[Footnote 1039: Hansard, 3rd. Ser., CLXXIV, pp. 1862-1913. The Index, naturally vicious in comment on the question of the Rams, summed up its approval of Derby’s contentions: “Europe and America alike will inevitably believe that it was the threat of Mr. Adams, and nothing else, which induced the Foreign Secretary to retract his letter of the 1st September, and they will draw the necessary conclusion that the way to extort concessions from England is by bluster and menace.” (Feb. 18, 1864, p. 106.)]
[Footnote 1040: Lairds brought suit for damages, but the case never reached a decision, for the vessels were purchased by the Government. This has been regarded as acknowledgment by the Government that it had no case. In my view the failure to push the case to a conclusion was due to the desire not to commit Great Britain on legal questions, in view of the claim for damages certain to be set up by the United States on account of the depredations of the Alabama.]
CHAPTER XIV
ROEBUCK’S MOTION
In the mid-period during which the British Government was seeking to fulfil its promise of an altered policy as regards ship-building and while the public was unaware that such a promise had been given, certain extreme friends of the South thought the time had come for renewed pressure upon the Government, looking toward recognition of the Confederacy. The Alexandra had been seized in April, but the first trial, though appealed, had gone against the Government in June, and there was no knowledge that the Ministry was determined in its stand. From January to the end of March, 1863, the public demonstrations in approval of the emancipation proclamation had somewhat checked expressions of Southern sympathy, but by the month of June old friends had recovered their courage and a new champion of the South came forward in the person of Roebuck.

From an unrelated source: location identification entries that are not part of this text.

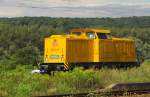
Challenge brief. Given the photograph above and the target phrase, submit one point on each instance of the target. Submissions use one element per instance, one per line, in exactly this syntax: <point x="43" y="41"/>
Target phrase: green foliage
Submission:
<point x="21" y="83"/>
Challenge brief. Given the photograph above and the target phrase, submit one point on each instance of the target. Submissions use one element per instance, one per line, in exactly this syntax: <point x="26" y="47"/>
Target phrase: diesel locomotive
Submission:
<point x="88" y="48"/>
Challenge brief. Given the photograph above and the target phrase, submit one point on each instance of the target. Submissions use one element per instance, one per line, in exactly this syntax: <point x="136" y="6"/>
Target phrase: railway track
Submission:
<point x="113" y="90"/>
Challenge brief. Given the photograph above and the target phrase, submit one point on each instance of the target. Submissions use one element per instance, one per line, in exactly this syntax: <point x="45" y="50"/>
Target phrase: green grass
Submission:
<point x="21" y="83"/>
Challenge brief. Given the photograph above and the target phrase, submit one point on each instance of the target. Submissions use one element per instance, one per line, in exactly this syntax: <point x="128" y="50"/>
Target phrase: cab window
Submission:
<point x="76" y="33"/>
<point x="103" y="35"/>
<point x="91" y="35"/>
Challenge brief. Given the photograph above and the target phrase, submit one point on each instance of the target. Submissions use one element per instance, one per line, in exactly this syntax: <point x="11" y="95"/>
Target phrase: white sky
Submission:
<point x="74" y="8"/>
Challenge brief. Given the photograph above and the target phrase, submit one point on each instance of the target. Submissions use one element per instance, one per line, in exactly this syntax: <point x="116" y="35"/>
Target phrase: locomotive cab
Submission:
<point x="92" y="33"/>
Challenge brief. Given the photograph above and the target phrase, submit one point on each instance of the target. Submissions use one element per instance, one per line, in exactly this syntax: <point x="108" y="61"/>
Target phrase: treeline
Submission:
<point x="21" y="39"/>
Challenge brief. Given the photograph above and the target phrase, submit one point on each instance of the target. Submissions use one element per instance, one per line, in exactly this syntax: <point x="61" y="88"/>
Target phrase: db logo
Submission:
<point x="55" y="43"/>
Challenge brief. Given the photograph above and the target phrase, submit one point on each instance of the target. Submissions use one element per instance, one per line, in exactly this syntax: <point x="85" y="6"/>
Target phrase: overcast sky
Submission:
<point x="74" y="8"/>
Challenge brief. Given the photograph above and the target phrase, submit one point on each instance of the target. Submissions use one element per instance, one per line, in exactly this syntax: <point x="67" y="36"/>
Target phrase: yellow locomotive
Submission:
<point x="87" y="48"/>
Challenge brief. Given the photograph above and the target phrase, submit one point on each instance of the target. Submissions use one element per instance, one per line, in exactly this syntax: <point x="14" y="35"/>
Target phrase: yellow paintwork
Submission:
<point x="72" y="48"/>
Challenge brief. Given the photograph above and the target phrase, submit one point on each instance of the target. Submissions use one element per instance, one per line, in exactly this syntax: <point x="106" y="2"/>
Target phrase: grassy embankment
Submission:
<point x="21" y="83"/>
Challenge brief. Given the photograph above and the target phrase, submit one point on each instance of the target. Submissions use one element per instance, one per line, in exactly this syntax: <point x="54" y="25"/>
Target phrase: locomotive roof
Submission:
<point x="91" y="30"/>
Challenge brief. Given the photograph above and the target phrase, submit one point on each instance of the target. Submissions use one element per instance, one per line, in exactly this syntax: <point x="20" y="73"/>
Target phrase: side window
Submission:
<point x="77" y="33"/>
<point x="90" y="35"/>
<point x="103" y="36"/>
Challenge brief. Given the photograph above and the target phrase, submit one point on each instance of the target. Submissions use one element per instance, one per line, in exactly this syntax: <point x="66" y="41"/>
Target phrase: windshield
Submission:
<point x="90" y="35"/>
<point x="77" y="33"/>
<point x="103" y="35"/>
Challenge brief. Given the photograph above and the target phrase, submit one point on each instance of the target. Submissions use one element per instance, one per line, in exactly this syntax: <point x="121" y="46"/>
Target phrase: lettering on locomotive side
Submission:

Meanwhile the activities of Southern agents and Southern friends had not ceased even if they had, for a time, adopted a less vigorous tone. For four months after the British refusal of Napoleon’s overtures on mediation, in November, 1862, the friends of the South were against “acting now,” but this did not imply that they thought the cause lost or in any sense hopeless. Publicists either neutral in attitude or even professedly sympathetic with the North could see no outcome of the Civil War save separation of North and South. Thus the historian Freeman in the preface to the first volume of his uncompleted History of Federal Government, published in 1863, carefully explained that his book did not have its origin in the struggle in America, and argued that the breaking up of the Union in no way proved any inherent weakness in a federal system, but took it for granted that American reunion was impossible. The novelist, Anthony Trollope, after a long tour of the North, beginning in September, 1861, published late in 1862 a two-volume work, North America, descriptive of a nation engaged in the business of war and wholly sympathetic with the Northern cause. Yet he, also, could see no hope of forcing the South back into the Union. “The North and South are virtually separated, and the day will come in which the West also will secede[1041].”